Bear Hunt Begins for Third Year in NJ
DEP said bear sighting reports are down 34 percent from last year.
New Jersey's third annual bear hunt began Monday, with the first black bear brought in as part of the hunt killed in Sussex County.
The bear, a 165-pound male, was three years old and was not lured by hunters, according to The Record. The second killed bear brought in was a year-and-a-half old and was killed near Sparta.
The bear hunt, which is designed to help control the state's black bear population, will continue until Saturday and is held in conjunction with the firearm deer-hunting season. According to the New Jersey Department of Environmental Protection (NJDEP), 469 black bears were harvested last year while 50,109 deer were harvested.
Bears are allowed to be hunted by licensed hunters with black bear permits, one bear per hunter, in zones in Morris, Sussex, Warren and northern Passaic counties.
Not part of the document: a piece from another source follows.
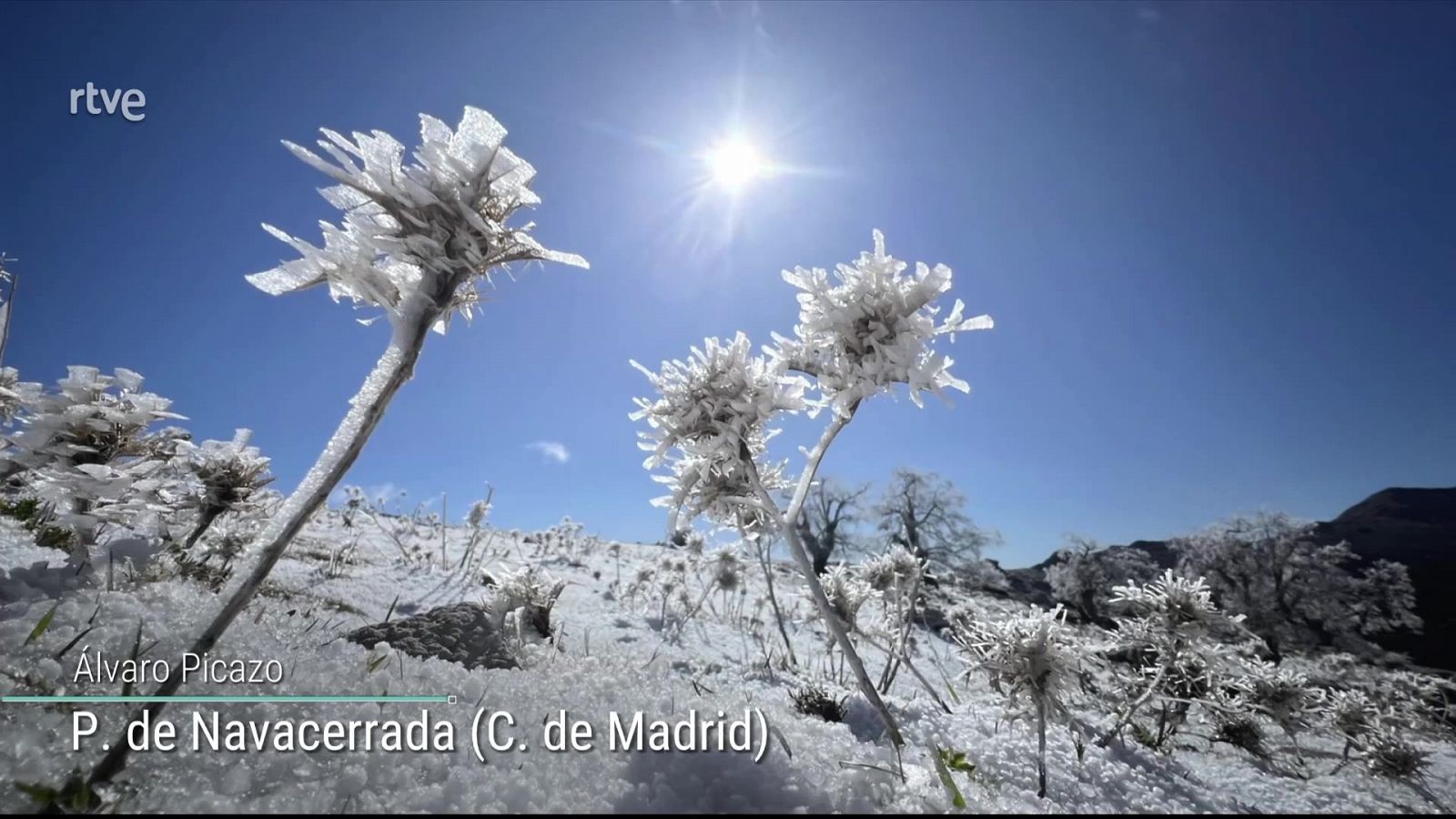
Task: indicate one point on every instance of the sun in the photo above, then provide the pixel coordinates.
(734, 164)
Other approved hunting zones include small sections of Somerset, Bergen and Hunterdon counties.
The weeklong bear hunt was approved as part of the state's Comprehensive Black Bear Management Policy in 2010. NJDEP estimated between 2,800 and 3,000 black bears were living in northwestern New Jersey this year, down from approximately 3,400 in 2010.
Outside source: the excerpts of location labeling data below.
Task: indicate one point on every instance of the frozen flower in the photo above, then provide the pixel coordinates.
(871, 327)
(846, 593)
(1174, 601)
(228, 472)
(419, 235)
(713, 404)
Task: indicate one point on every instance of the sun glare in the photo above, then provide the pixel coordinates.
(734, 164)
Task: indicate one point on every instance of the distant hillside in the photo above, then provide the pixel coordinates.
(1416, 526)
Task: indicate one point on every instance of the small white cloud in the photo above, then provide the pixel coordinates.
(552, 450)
This year, more than 6,500 black bear hunting permits were issued.
"We are working to stabilize and reduce the state’s black bear population, to eventually be maintained at a density that minimizes human/bear conflicts, provides for a sustainable population within suitable bear habitat, and minimizes movement of bears to unsuitable habitat in suburban and urban areas,’’ Dave Chanda, director of the DEP’s Division of Fish and Wildlife, said in a press release.
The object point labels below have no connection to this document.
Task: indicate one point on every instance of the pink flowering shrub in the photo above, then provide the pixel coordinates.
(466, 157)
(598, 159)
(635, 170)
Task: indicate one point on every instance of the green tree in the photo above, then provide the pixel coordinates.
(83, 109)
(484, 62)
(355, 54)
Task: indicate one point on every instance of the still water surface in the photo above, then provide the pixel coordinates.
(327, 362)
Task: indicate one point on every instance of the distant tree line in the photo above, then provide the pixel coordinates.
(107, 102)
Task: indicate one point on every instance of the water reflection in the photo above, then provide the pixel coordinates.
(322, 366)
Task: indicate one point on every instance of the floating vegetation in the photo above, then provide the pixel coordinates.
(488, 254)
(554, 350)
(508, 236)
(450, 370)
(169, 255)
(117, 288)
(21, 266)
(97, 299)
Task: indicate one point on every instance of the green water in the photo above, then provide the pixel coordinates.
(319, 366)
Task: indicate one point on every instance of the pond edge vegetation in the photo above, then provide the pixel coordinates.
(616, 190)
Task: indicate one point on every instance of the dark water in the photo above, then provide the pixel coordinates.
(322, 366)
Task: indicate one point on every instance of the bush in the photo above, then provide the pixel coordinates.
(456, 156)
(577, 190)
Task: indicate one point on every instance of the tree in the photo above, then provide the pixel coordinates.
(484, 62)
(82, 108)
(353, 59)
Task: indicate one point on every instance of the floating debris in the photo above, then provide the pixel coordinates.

While bears have seemed to be somewhat of a nuisance to some New Jersey residents this year, state officials said last week bear sightings are down, when compared with last year, by 34 percent; nuisance and damage complaints are down by 26 percent and dangerous bear incidents are down by 43 percent through the end of October.
There have been no bear-human incidents in more than two years, according to the DEP.
Bears are typically not aggressive toward humans according to Larry Ragonese, a spokesman for the NJDEP.
"It's very rare that a black bear attacks a human being in New Jersey," he said. "Some people think black bears are like grizzly bears but they're not."